Das Urteil dürfte den Einfluss der Bundesnetzagentur im Geschäftsbereich des Bundeswirtschaftsministeriums deutlich stärken. So muss der Bund nun die Berechnung der Netzentgelte auf neue Füße stellen und die Rolle der Bonner Behörde neu definieren.
Zunächst keine Folgen für Endverbraucher
In der Energiebranche wird befürchtet, dass die Regulierer ein Eigenleben entwickeln und Entscheidungen fällen könnten, die zu Lasten der Wirtschaft gehen könnten. Sicher ist, dass die Branche wegen der Energiewende vor großen Herausforderungen steht - aus Sicht der Firmen entsteht nun eine Unsicherheit, die unangebracht ist.
Für den Endverbraucher ergeben sich zunächst keine Folgen. Möglicherweise könnte diese Entscheidung mittelfristig sogar etwas günstigere Tarife für den Endverbraucher zur Folge haben – letztlich ist das aber noch völlig offen.
Netzentgelte sind Gebühren, die erhoben werden, wenn der Energieanbieter Strom durch die Versorgungsnetze des Netzbetreibers leitet. Dem Verbraucher werden sie dann vom Energieanbieter in Rechnung gestellt und sind ein Bestandteil des Strompreises – neben Preisen für die Beschaffung und den Vertrieb des Stroms sowie etwa der EEG-Umlage zur Förderung des Ökostroms.
Abgeordnete: "Klatsche für die Bundesregierung"
Mit dem Urteil setzt sich die EU-Kommission in dem Vertragsverletzungsverfahren auf ganzer Linie durch, für die Bundesregierung ist die Luxemburger Entscheidung ein Rückschlag.
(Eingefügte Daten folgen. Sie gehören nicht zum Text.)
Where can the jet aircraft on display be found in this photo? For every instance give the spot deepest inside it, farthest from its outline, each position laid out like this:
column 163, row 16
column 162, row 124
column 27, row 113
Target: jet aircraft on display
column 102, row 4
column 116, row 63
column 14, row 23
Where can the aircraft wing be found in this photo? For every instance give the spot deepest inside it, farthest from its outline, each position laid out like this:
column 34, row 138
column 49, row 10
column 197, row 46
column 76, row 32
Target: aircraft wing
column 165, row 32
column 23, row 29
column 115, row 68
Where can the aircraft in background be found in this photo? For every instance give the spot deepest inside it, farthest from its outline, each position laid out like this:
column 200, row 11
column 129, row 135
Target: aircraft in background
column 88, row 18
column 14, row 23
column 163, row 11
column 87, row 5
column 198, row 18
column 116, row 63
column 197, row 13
Ingrid Nestle von der oppositionellen Grünen-Bundestagsfraktion sprach von einer "Klatsche für die Bundesregierung". Das Bundeswirtschaftsministerium teilte mit, man nehme das Urteil zur Kenntnis. "Aussagen zu den konkreten Auswirkungen des Urteils und notwendigen Anpassungen des Rechtsrahmens sind erst nach sorgfältiger Prüfung möglich", hieß es weiter.
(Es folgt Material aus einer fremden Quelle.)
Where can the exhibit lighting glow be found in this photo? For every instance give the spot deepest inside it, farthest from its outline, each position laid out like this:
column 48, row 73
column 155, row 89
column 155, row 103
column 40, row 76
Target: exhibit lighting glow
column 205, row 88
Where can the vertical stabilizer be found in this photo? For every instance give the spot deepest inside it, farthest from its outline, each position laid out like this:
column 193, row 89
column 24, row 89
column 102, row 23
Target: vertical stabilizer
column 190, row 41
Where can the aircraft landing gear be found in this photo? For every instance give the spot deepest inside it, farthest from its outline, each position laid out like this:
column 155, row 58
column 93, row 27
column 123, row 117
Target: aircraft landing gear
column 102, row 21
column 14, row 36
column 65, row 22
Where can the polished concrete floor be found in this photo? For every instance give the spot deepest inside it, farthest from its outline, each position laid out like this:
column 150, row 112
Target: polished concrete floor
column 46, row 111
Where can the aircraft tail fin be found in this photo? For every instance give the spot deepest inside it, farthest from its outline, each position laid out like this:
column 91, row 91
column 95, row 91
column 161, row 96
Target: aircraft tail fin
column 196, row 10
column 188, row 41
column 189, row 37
Jochen Homann, Präsident der Bundesnetzagentur, sagte, die Behörde werde rechtliche Unsicherheiten in der Übergangsphase so weit wie möglich reduzieren. "Wir gewährleisten Rechtssicherheit für die Investitionen, die zur Erreichung der Klimaschutzziele essenziell sind."
Beim Verband Kommunaler Unternehmen (VKU), der unter anderem Verteilnetzbetreiber und Stadtwerke vertritt, verstärkten sich am Donnerstag die Sorgenfalten. Verbandschef Ingbert Liebing sagte, dem Gesetzgeber sei es nach dem Urteil kaum möglich, Vorgaben zu konkretisieren und dadurch weitere Investitionsanreize für die Energiewende zu schaffen - täte er das dennoch, würde er gegen EU-Recht verstoßen. "Für die kommunalen Netzbetreiber bedeutet dies zusätzliche Unsicherheiten bezüglich der Planungs- und Investitionssicherheit, die für den weiteren Aus- und Umbau sowie die Digitalisierung der kommunalen Strom- und Gasnetze notwendig sind."